One representative of a church organisation currently helping around 20 homeless people said: “The ACT government does not help with food. The only service we get from them is a free needle exchange.”
The future cost of not helping people into housing will be high. Every one of us deserves a comfortable place they can call home.
Howard Carew, Isaacs
Stanhope should know better
THERE always seems to be another opportunity for Jon Stanhope to scold his successors in the ACT Labor government, through the medium of the local press.
In the most recent (“Government snubs Canberra’s housing hopes”, CN, February 1) he claims that the survey commissioned from Winton Sustainable Research Strategies undercuts the government’s policies on housing.
The report states that 85.5 per cent of the Canberra population currently live in a detached house, while 84.2 per cent would prefer to live in a detached house “in an ideal world”. You would think that this suggests that the balance is pretty right, but to Mr Stanhope it points to the opposite conclusion.
Mr Stanhope seems to deplore the fact that housing choices are primarily dictated by affordability. Given that housing tends to be a positional good, this is hardly surprising. And how his complaints fit with his frequently stated commitment to affordable housing, heaven knows.

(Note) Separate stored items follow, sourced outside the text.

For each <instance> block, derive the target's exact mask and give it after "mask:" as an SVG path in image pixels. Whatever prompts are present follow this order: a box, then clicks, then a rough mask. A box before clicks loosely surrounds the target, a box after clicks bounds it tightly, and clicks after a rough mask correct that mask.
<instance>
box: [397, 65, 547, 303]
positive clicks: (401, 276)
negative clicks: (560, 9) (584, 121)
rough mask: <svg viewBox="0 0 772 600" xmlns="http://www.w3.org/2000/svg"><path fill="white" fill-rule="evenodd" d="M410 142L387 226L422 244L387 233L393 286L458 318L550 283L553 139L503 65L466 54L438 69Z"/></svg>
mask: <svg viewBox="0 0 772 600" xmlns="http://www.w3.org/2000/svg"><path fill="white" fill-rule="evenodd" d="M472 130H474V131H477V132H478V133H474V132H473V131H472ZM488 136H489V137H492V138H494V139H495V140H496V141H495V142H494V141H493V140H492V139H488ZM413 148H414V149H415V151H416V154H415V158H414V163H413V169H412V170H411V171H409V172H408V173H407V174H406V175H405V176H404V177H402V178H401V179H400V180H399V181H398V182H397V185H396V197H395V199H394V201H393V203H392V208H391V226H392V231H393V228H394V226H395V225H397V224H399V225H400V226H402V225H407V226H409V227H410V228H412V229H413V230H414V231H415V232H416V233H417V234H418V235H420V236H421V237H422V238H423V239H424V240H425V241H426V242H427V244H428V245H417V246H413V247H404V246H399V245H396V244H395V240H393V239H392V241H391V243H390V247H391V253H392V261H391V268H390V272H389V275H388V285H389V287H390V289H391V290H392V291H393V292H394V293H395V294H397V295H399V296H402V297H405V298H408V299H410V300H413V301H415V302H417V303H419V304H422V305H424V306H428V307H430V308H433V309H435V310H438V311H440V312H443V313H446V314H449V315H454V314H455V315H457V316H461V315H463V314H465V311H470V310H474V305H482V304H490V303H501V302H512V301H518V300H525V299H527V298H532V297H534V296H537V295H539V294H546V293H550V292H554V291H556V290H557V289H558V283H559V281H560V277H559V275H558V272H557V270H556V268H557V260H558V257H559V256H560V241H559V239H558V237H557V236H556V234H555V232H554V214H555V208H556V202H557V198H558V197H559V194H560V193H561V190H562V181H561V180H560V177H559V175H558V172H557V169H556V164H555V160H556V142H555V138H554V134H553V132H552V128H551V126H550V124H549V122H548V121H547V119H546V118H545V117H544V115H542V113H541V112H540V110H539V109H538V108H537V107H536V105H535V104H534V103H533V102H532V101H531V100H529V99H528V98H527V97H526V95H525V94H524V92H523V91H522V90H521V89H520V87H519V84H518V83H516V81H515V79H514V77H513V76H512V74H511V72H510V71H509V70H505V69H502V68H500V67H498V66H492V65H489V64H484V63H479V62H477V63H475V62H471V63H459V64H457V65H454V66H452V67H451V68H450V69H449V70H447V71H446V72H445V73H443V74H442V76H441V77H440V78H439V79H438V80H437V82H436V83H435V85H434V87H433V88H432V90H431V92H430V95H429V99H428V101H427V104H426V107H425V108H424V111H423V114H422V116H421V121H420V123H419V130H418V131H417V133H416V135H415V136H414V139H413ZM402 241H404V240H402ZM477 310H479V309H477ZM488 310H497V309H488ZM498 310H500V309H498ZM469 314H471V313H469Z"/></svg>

He concludes with a completely unsubstantiated statement that the government has a “pervasive neo-liberal ideology” and an implication that it is involved in a secret conspiracy.
I have no problem with Mr Stanhope’s record as chief minister. But his experience should lead him to know better than constantly impugn the motives of those who took the job after him.
Helmut Simon, Watson
Dangers of bushfire complacency
THE anniversary of the Canberra bushfire of January 18, 2003, has just passed and our local daily paper did a reasonable job of covering some victims’ recovery from that disaster.
However, what the paper did not do was to cover action designed to prevent or mitigate future fires despite my request for it to do so.
A number of people who lost their homes in the fires contacted me to explain that they were upset by the suggestion from Joe Murphy, of the ACT Rural Fire Service, that there was “complacency among residents”. This is so, but numbers of residents who lost homes are definitely not complacent and are more concerned about complacency by government and its authorities.
When I gave talks to various groups of ANU Masters students studying disasters, I provided a raft of examples where complacency flourished among the government and its authorities ranging from the lack of suitable buffer zones on urban fringes, lack of fire-resistant housing on those same fringes, no improvement to electricity and water supply in impacted areas, right through to planned housing for the aged in bushfire designated zones. It would be as well for Mr Murphy to take a good look at these areas of concern and address the complacency being shown by the Barr government.